BREAKING NEWS

For Immunocompromised Patients and their Physicians

In January of 2023, the FDA revoked the Emergency Use Authorization (EUA) for tixagevimab-cilgavimab (Evusheld), the only prophylactic measure to prevent severe COVID-19 in immunocompromised patients, particularly those that don’t make adequate antibody responses to vaccines due to primary immunodeficiencies or due to immune suppression caused by underlying diseases and their treatments. Evusheld consisted of long-lasting monoclonal antibodies that could be administered twice yearly to protect this vulnerable population, but due to uncontrolled transmission among the general population, the SARS-CoV-2 virus had progressively mutated to the point that it was able to evade the neutralizing effect of these monoclonal antibodies and Evusheld lost its protective effect.

Yesterday (March 22, 2024), the FDA issued an EUA for a new monoclonal antibody (human IgG1) pre-exposure prophylaxis for these immunocompromised individuals.

This new preparation goes by the generic name Pemivibart and the brand name of Pemgarda. It is authorized for use in patients aged 12 years and older, so long as they weigh at least 40kg (88 lbs.) who have moderate-to-severe immune compromise such that they would not be expected to mount a sufficient (protective) immune response after COVID-19 vaccination. Pemivibart is not authorized for use in post-exposure prophylaxis or in treating COVID-19. Pemgarda is made by a company named Invivyd (Nasdaq: IVVD), formerly Adagio Therapeutics, (Nasdaq: ADGI).

Clinical trials (named CANOPY) began almost exactly one year ago. The interim data justified the granting of the EUA in the judgment of the FDA reviewers and advisors. The study was conducted with two arms. The first included an open label arm in which 300 participants (median age 59) with moderate-to-severe states of immunocompromise received 4,500 mg intravenously on day 1 and were re-dosed at day 90. The primary endpoints were safety, tolerability and 28-day post-infusion neutralizing antibody tiers against JN.1, the primary globally circulating SARS-CoV-2 variant.
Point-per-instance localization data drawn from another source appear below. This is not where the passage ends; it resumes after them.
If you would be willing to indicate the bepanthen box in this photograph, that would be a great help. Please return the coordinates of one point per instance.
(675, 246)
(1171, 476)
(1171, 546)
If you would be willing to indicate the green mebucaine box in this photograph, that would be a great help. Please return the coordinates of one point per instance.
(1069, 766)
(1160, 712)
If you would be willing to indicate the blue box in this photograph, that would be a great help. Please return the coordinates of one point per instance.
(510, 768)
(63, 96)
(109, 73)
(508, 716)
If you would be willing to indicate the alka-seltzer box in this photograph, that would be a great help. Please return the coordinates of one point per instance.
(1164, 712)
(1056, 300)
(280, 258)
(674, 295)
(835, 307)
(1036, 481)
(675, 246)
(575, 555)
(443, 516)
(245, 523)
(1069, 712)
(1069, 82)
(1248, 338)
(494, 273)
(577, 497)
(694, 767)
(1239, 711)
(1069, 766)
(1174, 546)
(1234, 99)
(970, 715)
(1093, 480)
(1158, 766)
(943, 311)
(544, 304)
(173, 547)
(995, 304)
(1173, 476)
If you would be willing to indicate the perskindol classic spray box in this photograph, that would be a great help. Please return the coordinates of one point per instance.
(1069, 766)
The second arm (control group – median age 48) included 450 participants not known to be immunocompromised, but who were at high-risk of exposure to SARS-CoV-2 due to frequent unmasked indoor contacts with others. Of these 450 participants, 300 were randomized (double-blinded) to receive the same dosing of Pemgarda as the first arm participants and the remaining 150 received a placebo intravenously.

The first arm also consisted of individuals at higher risk for severe disease progression apart from their significant states of immunocompromise due to higher percentages of participants with significant comorbidities compared to the second arm, including diabetes, chronic kidney disease, chronic lung disease and underlying cardiac disease.

Of those that received Pemgarda, 623 participants for which data was available were reviewed. Four individuals (0.6%) experienced anaphylaxis (all in the first arm participants – half occurred with the first dose and the other half occurred after the second). Nine percent had systemic infusion-related reactions and hypersensitivity reactions, 6% experienced an upper respiratory infection other than COVID-19, 5% experienced infusion site infiltration/extravasation/vein rupture, 3% developed fatigue, 2% experienced headache, 2% developed nausea, and 2% developed local infusion site reactions.

As to the primary endpoint of neutralizing antibody titers, based on a prior study for a previous monoclonal antibody (and prior variants), a target neutralizing antibody titer of 8944 at 28 days post-infusion and 3514 at 90 days was used. [This is one limitation of the study in that we don’t know whether the same antibody titers are sufficient for more recent variants.] For those in the first arm (moderate-to-severely immunocompromised), the geometric mean titer at 28 days was 7365 and at 90 days (prior to re-dosing) was 3199. By using the antibody titer curves, it was projected that patients who receive Pemgarda would maintain neutralizing antibody titers above 3514 for approximately 77 days. It was estimated that neutralizing antibody titers would be approximately 33% higher on average following the first two doses if subsequent doses were administered on an every-three-month schedule.

Pemgarda is for intravenous administration only. It is dispensed in 500mg (4 cc) vials. The vials must be refrigerated and should not be shaken. It is dosed at 4500 mg IV every 3 months. The infusion should be administered over a period of at least one hour, and patients should be observed for two hours post-infusion. Due to the risk for anaphylaxis, Pemgarda must be infused under medical supervision in a setting where the resources are available to treat anaphylaxis and resuscitate a patient, and where emergency medical services can be activated and accessed.

Pemgarda is not renally excreted, so there is no recommendation to reduce the dose for renal insufficiency or patients on dialysis. The effect of hepatic insufficiency on the metabolism and clearance of Pemgarda is unknown, however, Pemgarda is not metabolized by cytochrome P450 enzymes, thus, it is not expected that coadministration of medications that are inducers or inhibitors of cytochrome P450 enzymes would affect the dosing or clearance of Pemgarda.